К моменту начала конференции в Копенгагене в декабре, казалось, что мои худшие опасения сбываются. Внутри страны мы все еще ждали, когда Сенат назначит голосование по законодательству об ограничении выбросов и торговле, а в Европе диалог по договору зашел в тупик. Мы отправили Хиллари и Тодда вперед меня, чтобы попытаться заручиться поддержкой предложенного нами временного соглашения, и по телефону они описали хаотичную сцену: китайцы и лидеры других стран БРИКС занимали свою позицию, европейцы были разочарованы и нами, и китайцами, более бедные страны требовали большей финансовой помощи, датские организаторы и организаторы ООН чувствовали себя подавленными, а присутствовавшие экологические группы были в отчаянии от того, что все больше напоминало пожар на помойке. Учитывая сильный запах неизбежного провала, не говоря уже о том, что я все еще был занят попытками провести через Конгресс другие важные законы до рождественских каникул, Рам и Экс сомневались, стоит ли мне вообще совершать эту поездку.

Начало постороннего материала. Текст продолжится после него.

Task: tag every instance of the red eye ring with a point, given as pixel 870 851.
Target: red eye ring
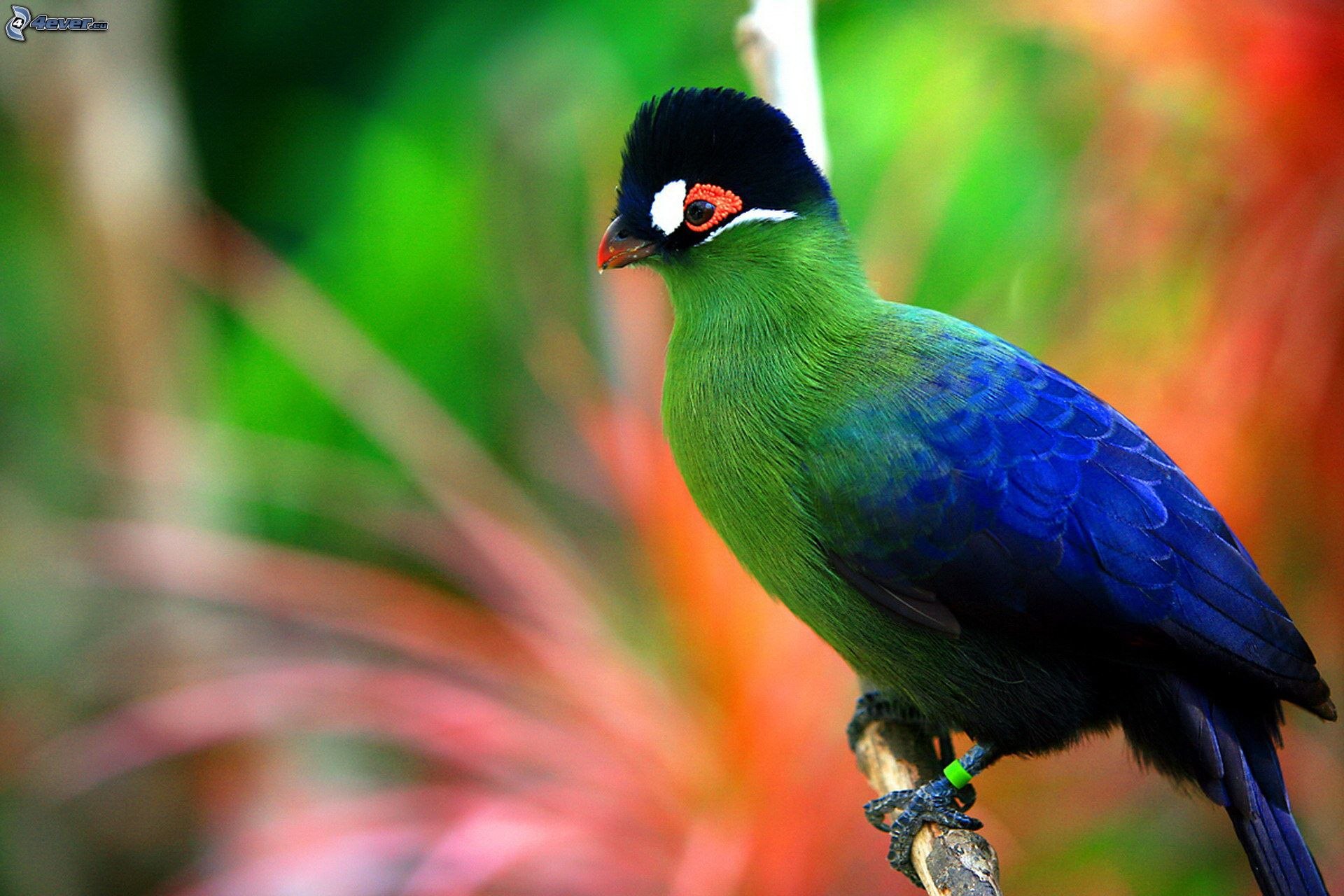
pixel 724 203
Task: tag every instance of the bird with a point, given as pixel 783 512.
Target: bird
pixel 991 547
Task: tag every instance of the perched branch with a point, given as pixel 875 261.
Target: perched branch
pixel 951 862
pixel 777 48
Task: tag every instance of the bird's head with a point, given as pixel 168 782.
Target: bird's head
pixel 701 163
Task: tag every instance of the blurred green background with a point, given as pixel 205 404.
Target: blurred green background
pixel 339 548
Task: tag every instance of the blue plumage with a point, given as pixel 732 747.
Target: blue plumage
pixel 990 546
pixel 1019 498
pixel 983 495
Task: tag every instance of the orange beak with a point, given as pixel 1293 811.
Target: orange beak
pixel 619 248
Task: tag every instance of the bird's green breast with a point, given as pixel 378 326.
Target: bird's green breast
pixel 758 358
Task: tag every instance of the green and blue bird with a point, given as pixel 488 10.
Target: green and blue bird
pixel 988 545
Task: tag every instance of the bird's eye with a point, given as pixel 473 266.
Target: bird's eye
pixel 699 213
pixel 708 206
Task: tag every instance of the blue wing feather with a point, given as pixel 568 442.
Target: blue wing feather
pixel 1014 495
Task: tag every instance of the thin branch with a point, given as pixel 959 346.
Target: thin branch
pixel 777 48
pixel 951 862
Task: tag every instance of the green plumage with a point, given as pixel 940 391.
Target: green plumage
pixel 977 535
pixel 776 336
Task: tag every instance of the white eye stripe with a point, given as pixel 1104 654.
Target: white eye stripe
pixel 752 214
pixel 666 210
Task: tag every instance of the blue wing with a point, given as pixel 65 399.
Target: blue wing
pixel 991 489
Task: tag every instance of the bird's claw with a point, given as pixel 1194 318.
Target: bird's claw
pixel 936 802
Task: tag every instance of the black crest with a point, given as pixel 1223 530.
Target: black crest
pixel 720 137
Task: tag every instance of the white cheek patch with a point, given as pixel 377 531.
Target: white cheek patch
pixel 666 210
pixel 752 214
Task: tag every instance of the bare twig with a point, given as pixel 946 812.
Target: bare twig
pixel 777 48
pixel 951 862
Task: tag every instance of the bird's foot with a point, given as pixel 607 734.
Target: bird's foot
pixel 874 706
pixel 937 802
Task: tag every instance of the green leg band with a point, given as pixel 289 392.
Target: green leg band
pixel 958 774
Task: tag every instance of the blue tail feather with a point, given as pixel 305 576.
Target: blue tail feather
pixel 1238 758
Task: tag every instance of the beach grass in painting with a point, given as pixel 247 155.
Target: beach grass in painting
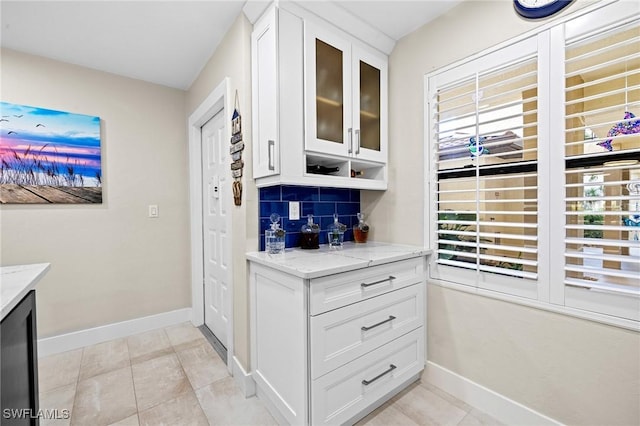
pixel 49 156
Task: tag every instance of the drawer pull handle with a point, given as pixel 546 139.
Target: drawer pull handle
pixel 368 382
pixel 391 318
pixel 365 285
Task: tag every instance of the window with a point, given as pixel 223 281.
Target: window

Несмотря на свои опасения, я решил, что даже небольшая возможность склонить других лидеров к заключению международного соглашения перевешивает последствия вероятного провала. Чтобы сделать поездку более приятной, Алисса Мастромонако разработала сокращенный график, согласно которому я прилетел в Копенгаген после целого дня в Овальном кабинете и провел около десяти часов на земле — как раз достаточно времени, чтобы произнести речь и провести несколько двусторонних встреч с главами государств, а затем развернуться и отправиться домой. Тем не менее, справедливо будет сказать, что когда я садился в самолет Air Force One для перелета через Атлантику, я был не в восторге. Устроившись в одном из толстых кожаных кресел конференц-зала самолета, я заказал стакан водки в надежде, что это поможет мне поспать несколько часов, и наблюдал, как Марвин возится с пультом управления телевизором с большим экраном в поисках баскетбольного матча.
"Кто-нибудь когда-нибудь задумывался, — сказал я, — о том, сколько углекислого газа я выбрасываю в атмосферу в результате этих поездок в Европу? Я почти уверен, что между самолетами, вертолетами и кортежами у меня самый большой углеродный след среди всех людей на всей этой чертовой планете".
"Ха", — сказал Марвин. "Наверное, это правильно". Он нашел игру, которую мы искали, прибавил звук, а затем добавил: "Возможно, ты не захочешь упоминать об этом в своей завтрашней речи".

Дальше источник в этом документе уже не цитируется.